Effect of mechanical activation on the structural, morphological and textural properties of synthetic high-charge micas

Abstract

Dry grinding is an effective method for mechanically activating clay minerals to enhance their efficiency in various material applications. This is achieved by increasing the number of exposed active sites and the overall surface area through particle size reduction. Nevertheless, this method frequently results in a reduction of crystallinity or alterations in the structure of the clay material. In this context, trioctahedral clays with a high aluminum content exhibit greater structural resistance to degradation. Thus, this work aimed to employ dry grinding as an effective top-down nano-sintering method to obtain nano-clays from the high-charge mica family. High-charge micas are a group of trioctahedral synthetic micas with aluminum in the tetrahedral layer, widely studied because of their interesting adsorption properties. The novelty of this work laid in demonstrating that dry grinding can effectively reduce the particle size of high-charge micas to the nanoscale while preserving their structural integrity, representing a significant advancement in the controlled mechanical activation of trioctahedral clays without inducing amorphization. To reduce the risk of amorphization, gentle milling conditions were applied using a planetary ball mill.

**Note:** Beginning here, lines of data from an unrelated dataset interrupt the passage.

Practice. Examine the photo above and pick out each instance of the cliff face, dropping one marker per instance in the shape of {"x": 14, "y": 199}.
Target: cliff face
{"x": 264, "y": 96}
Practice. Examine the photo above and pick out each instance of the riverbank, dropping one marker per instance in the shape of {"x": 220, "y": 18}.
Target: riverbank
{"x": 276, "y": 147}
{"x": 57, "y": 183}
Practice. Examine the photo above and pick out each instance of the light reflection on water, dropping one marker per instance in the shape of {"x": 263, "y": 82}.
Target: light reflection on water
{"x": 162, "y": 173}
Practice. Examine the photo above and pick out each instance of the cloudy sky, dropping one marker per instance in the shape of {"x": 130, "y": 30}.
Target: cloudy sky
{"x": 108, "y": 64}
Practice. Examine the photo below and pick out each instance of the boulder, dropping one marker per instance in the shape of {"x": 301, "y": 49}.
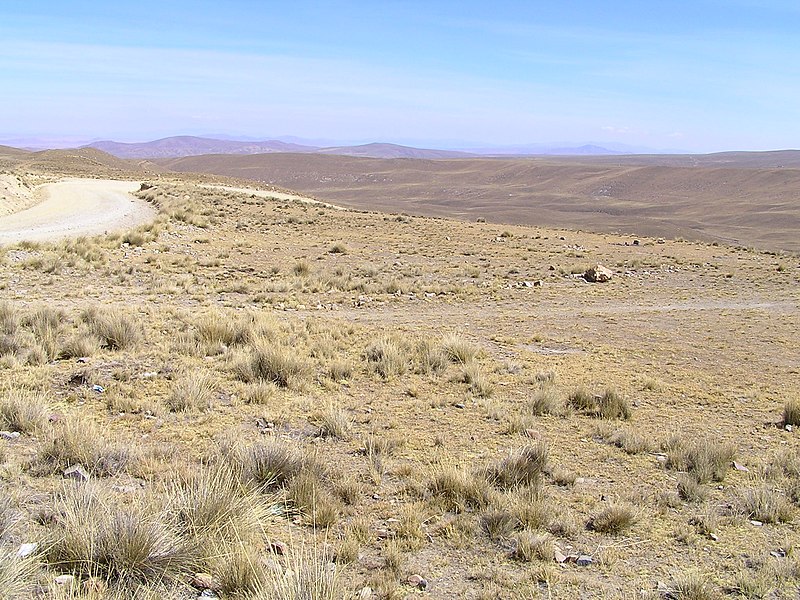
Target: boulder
{"x": 598, "y": 274}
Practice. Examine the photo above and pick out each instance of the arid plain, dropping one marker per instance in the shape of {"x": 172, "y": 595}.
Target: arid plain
{"x": 249, "y": 396}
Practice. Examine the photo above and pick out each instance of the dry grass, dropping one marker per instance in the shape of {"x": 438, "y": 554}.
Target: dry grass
{"x": 23, "y": 410}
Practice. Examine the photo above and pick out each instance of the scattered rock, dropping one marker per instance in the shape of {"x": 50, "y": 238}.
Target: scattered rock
{"x": 598, "y": 274}
{"x": 76, "y": 472}
{"x": 25, "y": 550}
{"x": 584, "y": 560}
{"x": 65, "y": 580}
{"x": 278, "y": 548}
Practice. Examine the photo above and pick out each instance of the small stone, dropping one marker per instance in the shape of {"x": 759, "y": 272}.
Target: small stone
{"x": 279, "y": 548}
{"x": 65, "y": 580}
{"x": 202, "y": 581}
{"x": 76, "y": 472}
{"x": 25, "y": 550}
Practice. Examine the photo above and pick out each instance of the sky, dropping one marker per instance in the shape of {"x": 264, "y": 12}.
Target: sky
{"x": 698, "y": 76}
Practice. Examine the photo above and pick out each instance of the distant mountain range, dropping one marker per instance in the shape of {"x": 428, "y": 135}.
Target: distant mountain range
{"x": 180, "y": 146}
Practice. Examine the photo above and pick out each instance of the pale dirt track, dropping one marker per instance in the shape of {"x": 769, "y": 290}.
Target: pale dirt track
{"x": 76, "y": 207}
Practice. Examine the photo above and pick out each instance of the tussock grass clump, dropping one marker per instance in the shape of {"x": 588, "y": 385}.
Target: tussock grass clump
{"x": 791, "y": 412}
{"x": 612, "y": 406}
{"x": 702, "y": 458}
{"x": 116, "y": 329}
{"x": 523, "y": 467}
{"x": 387, "y": 358}
{"x": 692, "y": 586}
{"x": 274, "y": 364}
{"x": 459, "y": 490}
{"x": 529, "y": 546}
{"x": 431, "y": 358}
{"x": 499, "y": 524}
{"x": 459, "y": 350}
{"x": 17, "y": 576}
{"x": 581, "y": 399}
{"x": 614, "y": 519}
{"x": 478, "y": 383}
{"x": 76, "y": 441}
{"x": 46, "y": 324}
{"x": 546, "y": 401}
{"x": 335, "y": 423}
{"x": 192, "y": 392}
{"x": 215, "y": 328}
{"x": 307, "y": 494}
{"x": 22, "y": 410}
{"x": 766, "y": 505}
{"x": 269, "y": 464}
{"x": 137, "y": 543}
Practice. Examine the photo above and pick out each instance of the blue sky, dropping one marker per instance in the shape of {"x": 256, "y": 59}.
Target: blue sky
{"x": 702, "y": 76}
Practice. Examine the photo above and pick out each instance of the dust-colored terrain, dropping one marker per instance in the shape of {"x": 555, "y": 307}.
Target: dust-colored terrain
{"x": 271, "y": 398}
{"x": 748, "y": 199}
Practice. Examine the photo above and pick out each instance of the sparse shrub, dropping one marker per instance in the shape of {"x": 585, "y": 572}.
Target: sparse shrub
{"x": 22, "y": 410}
{"x": 702, "y": 458}
{"x": 529, "y": 546}
{"x": 791, "y": 412}
{"x": 116, "y": 329}
{"x": 765, "y": 505}
{"x": 459, "y": 350}
{"x": 274, "y": 364}
{"x": 192, "y": 392}
{"x": 614, "y": 519}
{"x": 386, "y": 358}
{"x": 499, "y": 524}
{"x": 459, "y": 490}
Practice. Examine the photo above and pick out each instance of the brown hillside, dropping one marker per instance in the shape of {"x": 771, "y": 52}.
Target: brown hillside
{"x": 746, "y": 206}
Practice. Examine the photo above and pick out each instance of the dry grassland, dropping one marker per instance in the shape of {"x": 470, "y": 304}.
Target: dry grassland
{"x": 279, "y": 400}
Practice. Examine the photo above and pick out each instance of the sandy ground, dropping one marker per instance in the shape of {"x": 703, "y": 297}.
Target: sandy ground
{"x": 77, "y": 207}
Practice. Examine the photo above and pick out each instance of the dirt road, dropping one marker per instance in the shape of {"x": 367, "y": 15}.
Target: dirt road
{"x": 77, "y": 207}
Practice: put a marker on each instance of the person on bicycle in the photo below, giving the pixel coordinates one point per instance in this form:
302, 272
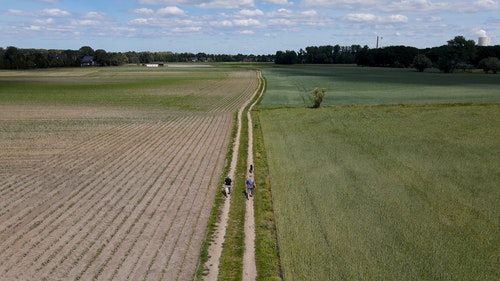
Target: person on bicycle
227, 185
250, 185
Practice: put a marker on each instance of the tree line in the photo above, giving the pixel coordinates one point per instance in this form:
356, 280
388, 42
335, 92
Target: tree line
458, 53
17, 58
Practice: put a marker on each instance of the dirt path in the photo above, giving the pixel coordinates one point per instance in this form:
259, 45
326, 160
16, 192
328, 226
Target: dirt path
215, 249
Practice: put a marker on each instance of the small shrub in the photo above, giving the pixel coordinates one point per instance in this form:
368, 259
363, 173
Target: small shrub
317, 97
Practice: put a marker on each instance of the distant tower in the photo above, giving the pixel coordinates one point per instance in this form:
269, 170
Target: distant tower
483, 41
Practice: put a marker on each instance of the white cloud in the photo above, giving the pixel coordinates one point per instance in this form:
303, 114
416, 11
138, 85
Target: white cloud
85, 22
251, 13
224, 4
278, 2
144, 11
310, 13
344, 4
14, 12
371, 18
139, 22
361, 17
246, 22
171, 11
247, 32
94, 15
54, 13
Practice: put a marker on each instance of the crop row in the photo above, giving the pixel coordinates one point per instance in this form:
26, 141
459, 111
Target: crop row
124, 205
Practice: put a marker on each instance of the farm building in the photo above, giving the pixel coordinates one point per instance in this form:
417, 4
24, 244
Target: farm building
88, 61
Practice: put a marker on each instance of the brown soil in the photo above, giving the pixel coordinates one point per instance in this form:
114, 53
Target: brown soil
95, 194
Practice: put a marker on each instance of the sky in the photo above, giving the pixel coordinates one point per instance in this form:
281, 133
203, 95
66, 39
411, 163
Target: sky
242, 26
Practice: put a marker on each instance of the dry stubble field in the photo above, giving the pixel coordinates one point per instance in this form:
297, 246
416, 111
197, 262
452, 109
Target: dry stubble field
117, 192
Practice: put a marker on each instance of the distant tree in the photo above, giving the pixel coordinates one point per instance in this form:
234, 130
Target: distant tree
318, 94
421, 62
287, 57
491, 63
102, 57
85, 51
447, 64
463, 50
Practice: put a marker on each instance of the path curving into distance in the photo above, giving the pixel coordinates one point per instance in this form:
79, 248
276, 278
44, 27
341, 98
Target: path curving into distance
215, 249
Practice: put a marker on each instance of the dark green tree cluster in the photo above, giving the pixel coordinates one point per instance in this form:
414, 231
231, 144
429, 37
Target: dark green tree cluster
16, 58
458, 53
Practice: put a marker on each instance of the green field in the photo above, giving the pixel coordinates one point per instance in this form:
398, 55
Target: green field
389, 192
351, 85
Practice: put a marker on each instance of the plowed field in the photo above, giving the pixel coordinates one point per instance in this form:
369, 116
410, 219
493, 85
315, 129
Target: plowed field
113, 193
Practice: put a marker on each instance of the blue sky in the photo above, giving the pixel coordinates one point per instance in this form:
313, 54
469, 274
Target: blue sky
242, 26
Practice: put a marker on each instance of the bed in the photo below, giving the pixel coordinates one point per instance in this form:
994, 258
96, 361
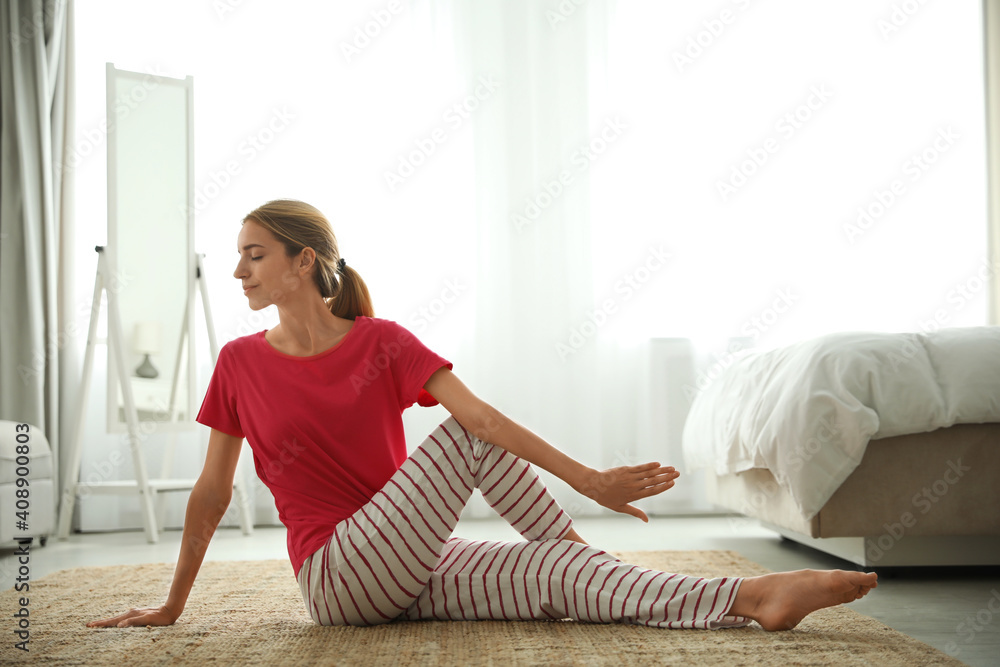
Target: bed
882, 449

After 15 min of grinding at 500 rpm, a substantial reduction in particle size from microns to the nanoscale was obtained, while preserving the long and short-range order of the material. Moreover, despite prolonged grinding, an increase in external surface area was still evident, while the characteristic structural properties of micas remained intact. Montmorillonite, a natural clay mineral, was used as a reference for comparing the structural and textural properties under equivalent grinding conditions.